Modelling the effects of climate change on dung beetle populations

Project title: Modelling the effects of climate change on dung beetle populations

Project participants: Associate Professor Nigel Andrew (University of New England), Dr Timothy Schaerf (University of New England)

Project description: As part of their life-cycle, dung beetles actively remove dung from the environment, either for use as food or breeding chambers for their offspring. The removal of dung by these beetles is also an important ecosystem service, with impact that extends to human agriculture. For example, in Australia dung beetles remove pasture dung, and as a consequence: enhance soil nutrient cycling, water penetration and soil aeration; destroy pest-fly breeding sites; and reduce the impacts of livestock gastro-intestinal parasites.

Available evidence suggests that climate change will have a substantial impact on dung beetles. At the individual level, warming advances egg laying and hatching rates, decreases egg and larval size, and decreases dung beetle survival. At population levels, warmer conditions have been linked to altitudinal shifts in the ranges of dung beetle species, and to changes in habitat selection by dung beetles. There is also evidence that warming substantially reduces dung breakdown by beetles, with an associated reduction in growth of plants surrounding dung patches. Logically, the impacts on beetles are likely to effect the services that they provide to their ecosystems.

This project will involve the development of individual based models that model dung beetle growth, development and reproductive output using dynamic energy budget theory (systems of ordinary differential equations that model how organisms allocate available energy resources in order to grow and reproduce). These models will be informed by experimental and observational work performed by Associate Professor Nigel Andrew and members of the Insect Ecology Laboratory at the University of New England. Observational data from multiple species present in Australia will include the effects of variable climate on beetle growth, maturation and reproductive output, competition within and between species for available dung resources, movements of beetles through their environment, and the general availability of dung. The models can be developed to examine possible climate effects on dung beetle populations at varying spatial scales, and to examine possible adaptation of beetles across multiple generations subject to changing climatic conditions.

Related publications:

1. X Wu and S Sun, Artificial warming advances egg-laying and decreases larval size in the dung beetle Aphodius erraticus (Coleoptera: Scarabaeidae) in a Tibetan alpine meadow, Annales Zoologci Fennici, 49:174-180, (2012).

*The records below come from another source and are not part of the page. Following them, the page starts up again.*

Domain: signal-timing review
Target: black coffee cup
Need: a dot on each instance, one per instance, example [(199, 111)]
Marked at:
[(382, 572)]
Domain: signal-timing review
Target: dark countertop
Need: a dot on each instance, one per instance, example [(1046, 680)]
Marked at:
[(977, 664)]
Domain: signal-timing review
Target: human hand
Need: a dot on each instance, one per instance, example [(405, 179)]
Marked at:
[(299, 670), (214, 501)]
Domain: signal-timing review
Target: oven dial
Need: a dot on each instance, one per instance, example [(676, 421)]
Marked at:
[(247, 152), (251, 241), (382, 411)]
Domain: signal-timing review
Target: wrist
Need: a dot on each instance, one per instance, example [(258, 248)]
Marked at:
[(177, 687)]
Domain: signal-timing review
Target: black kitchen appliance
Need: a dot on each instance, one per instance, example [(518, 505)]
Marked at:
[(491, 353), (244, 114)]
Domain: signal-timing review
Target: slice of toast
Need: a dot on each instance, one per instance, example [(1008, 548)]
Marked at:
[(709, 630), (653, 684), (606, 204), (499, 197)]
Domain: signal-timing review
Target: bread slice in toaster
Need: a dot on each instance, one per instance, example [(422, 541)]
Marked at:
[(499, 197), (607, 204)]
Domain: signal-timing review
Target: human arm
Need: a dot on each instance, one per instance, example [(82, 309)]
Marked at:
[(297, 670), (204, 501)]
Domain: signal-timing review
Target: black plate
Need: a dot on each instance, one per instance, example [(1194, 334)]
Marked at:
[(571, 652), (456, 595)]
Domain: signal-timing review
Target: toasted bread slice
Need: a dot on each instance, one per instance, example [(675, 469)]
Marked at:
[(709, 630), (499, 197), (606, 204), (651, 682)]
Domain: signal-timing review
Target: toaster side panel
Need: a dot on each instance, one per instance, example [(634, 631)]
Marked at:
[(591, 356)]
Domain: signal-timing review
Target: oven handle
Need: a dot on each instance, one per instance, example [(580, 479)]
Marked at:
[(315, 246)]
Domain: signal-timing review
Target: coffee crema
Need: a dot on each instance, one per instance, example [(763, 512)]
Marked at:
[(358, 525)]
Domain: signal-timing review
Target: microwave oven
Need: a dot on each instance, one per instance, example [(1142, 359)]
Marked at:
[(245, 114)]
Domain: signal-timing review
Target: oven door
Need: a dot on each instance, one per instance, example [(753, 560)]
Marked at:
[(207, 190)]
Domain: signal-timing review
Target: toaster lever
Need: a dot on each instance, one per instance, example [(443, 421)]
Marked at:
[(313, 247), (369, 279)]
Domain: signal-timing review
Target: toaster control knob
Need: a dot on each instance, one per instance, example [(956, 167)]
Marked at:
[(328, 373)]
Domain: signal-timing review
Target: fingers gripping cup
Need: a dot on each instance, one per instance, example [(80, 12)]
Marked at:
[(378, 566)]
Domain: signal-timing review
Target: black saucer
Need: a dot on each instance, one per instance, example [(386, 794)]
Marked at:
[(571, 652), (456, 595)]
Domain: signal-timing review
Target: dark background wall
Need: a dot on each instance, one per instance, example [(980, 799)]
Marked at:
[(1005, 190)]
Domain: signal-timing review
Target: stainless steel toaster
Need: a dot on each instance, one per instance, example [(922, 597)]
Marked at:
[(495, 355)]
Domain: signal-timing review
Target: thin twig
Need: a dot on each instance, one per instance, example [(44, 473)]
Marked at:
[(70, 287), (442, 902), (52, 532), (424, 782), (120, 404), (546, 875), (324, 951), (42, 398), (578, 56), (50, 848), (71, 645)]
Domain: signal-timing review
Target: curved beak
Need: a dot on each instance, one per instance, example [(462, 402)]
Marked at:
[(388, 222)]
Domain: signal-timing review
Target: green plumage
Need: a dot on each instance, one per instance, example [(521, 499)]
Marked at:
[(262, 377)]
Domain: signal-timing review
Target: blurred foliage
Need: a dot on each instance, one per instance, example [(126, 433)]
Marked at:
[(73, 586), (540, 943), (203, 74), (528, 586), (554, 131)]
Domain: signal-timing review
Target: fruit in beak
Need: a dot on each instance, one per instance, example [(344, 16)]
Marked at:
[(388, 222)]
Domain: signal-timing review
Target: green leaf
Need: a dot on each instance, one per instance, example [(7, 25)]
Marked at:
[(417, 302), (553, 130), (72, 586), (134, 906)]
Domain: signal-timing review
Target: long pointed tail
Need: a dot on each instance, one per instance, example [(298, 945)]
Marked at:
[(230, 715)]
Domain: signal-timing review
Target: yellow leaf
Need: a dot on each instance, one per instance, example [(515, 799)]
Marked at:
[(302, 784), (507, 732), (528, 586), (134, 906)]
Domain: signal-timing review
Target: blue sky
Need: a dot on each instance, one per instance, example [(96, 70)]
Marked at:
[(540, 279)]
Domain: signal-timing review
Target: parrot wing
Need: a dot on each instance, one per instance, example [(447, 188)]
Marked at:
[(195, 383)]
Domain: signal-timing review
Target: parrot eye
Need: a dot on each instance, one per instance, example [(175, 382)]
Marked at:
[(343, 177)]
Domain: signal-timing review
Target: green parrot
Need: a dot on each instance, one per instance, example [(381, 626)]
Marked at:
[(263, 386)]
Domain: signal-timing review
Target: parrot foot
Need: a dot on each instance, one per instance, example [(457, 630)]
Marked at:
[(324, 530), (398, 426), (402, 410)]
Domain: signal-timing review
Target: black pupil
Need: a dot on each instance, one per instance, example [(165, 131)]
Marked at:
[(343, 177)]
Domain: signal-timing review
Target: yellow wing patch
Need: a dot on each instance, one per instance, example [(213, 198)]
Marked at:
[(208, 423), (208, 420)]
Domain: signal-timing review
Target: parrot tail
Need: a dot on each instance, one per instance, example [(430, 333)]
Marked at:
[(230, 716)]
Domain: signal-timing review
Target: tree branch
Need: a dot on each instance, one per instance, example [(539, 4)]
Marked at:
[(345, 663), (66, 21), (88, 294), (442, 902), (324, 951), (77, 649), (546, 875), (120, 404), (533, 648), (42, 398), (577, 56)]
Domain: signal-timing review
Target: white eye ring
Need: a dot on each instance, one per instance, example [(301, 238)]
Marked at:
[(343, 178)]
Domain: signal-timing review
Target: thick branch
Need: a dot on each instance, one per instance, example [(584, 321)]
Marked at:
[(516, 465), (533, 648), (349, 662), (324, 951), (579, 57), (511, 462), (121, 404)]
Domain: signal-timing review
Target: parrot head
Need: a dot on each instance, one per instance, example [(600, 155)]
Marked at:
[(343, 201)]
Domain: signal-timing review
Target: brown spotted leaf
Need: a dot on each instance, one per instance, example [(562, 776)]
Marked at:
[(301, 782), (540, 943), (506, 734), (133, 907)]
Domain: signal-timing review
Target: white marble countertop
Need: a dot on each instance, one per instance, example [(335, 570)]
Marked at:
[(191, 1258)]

2. T H Larsen, Upslope range shifts of Andean dung beetles in response to deforestation: compounding and confounding effects of microclimatic change, Biotropica, 44:82-89, (2012).

3. R Menéndez and D Gutiérrez, Shifts in habitat associations of dung beetles in northern Spain: climate change implications, Écoscience, 11:329-337, (2004).

4. X Wu, J E Duffy, P B Reich and S Sun, A brown-world cascade in the dung decomposer food web of an alpine meadow: effects of predator interactions and warming, Ecological Monographs, 81: 313-328, (2011).

5. S A L M Kooijman, Dynamic Energy Budget Theory for Metabolic Organisation, Cambridge University Press, (2010).

6. B T Martin, E I Zimmer, V Grimm and T Jager, Dynamic energy budget theory meets individual-based modelling: a generic and accessible implementation, Methods in Ecology and Evolution, 3:445-449, (2012).

7. B T Martin, T Jager, R M Nisbet, T G Preuss and V Grimm, Predicting population dynamics from the properties of individuals: a cross-level test of dynamic energy budget theory, American Naturalist, 181:506-519, (2013).

8. M Renton, Aristotle and adding an evolutionary perspective to models of plant architecture in changing environments, Frontiers in Plant Science, 4:284, (2013).

9. M C Welch, P W Kwan and A S M Sajeev, Applying GIS and high performance agent-based simulation for managing old world screwworm fly invasion of Australia, Acta Tropica, 138S:S82-S93, (2014).